New Comet – C/2009 F6 (Yi-SWAN)
April 7, 2009 4 Comments
A new comet has been discovered that should be the brightest comet in the sky this month. Comet C/2009 F6 (Yi-SWAN) is a long-period comet which will pass within 1.27 AU of the Sun on May 7. The comet is currently around magnitude 8.5 making it bright enough to be seen in small telescopes. Right now the nearly Full Moon will make observing the comet difficult but in a few days the Moon will not be a problem for evening observers. The comet is located north of the Sun. For southern hemisphere observers, you are out of luck. For northern observers, the comet can be observed in both the evening and morning sky.

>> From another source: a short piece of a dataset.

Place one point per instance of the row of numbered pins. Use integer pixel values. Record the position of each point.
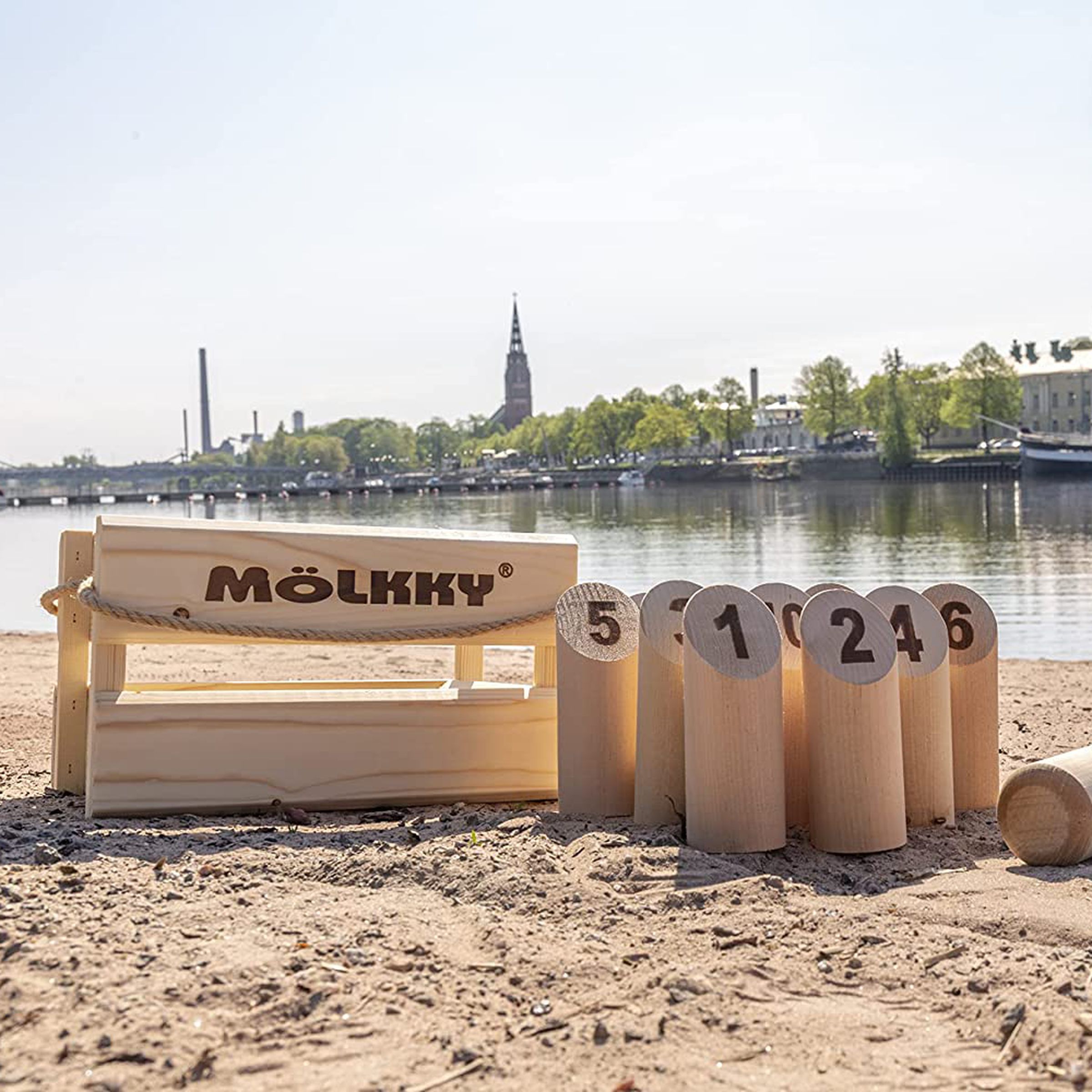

The below orbit diagram shows the position of the comet at perihelion. Note the high inclination (angle between the orbit of Earth and the comet) of 85 degrees. As a result, the comet is orbiting almost perpendicular to the orbit of the planets. Unfortunately, the comet is rather far from Earth. It has already come as close to Earth as it can at ~1.8 AU and will slowly move away with time.
Currently the comet is located in Cassiopeia. It is moving to the east and will enter Perseus by mid-month. The comet should continue to brighten as it approaches perihelion and may be as bright as magnitude 8.0.
The comet was found by Dae-am Yi of Yeongwol-kun, Gangwon-do, South Korea on March 26. He noticed the obvious blue-green glow of a comet on 2 images he took with a Canon 5D digital camera and a 90-mm f/2.8 lens. According to a post on the MPML mailing list by Maik Meyer, this is the 1st comet discovered by and named for a Korean citizen in the modern age. There were first sightings of comet by Koreans in the 18th century before the comets were named for their discoverers.
The other discoverer was Robert Matson of Irvine, CA. Mr. Matson found the comet on a series of images taken with the SWAN instrument on the SOHO (Solar Heliospheric Observatory) spacecraft starting on March 29. The SWAN insturment images the entire sky for solar Lyman-alpha particles that are backscattered off of neutral hydrogen atoms. In this way, SWAN can monitor the activity of the far-side of the Sun. This instrument is also excellent at detecting the glow of hydrogan in the extended coma of comets.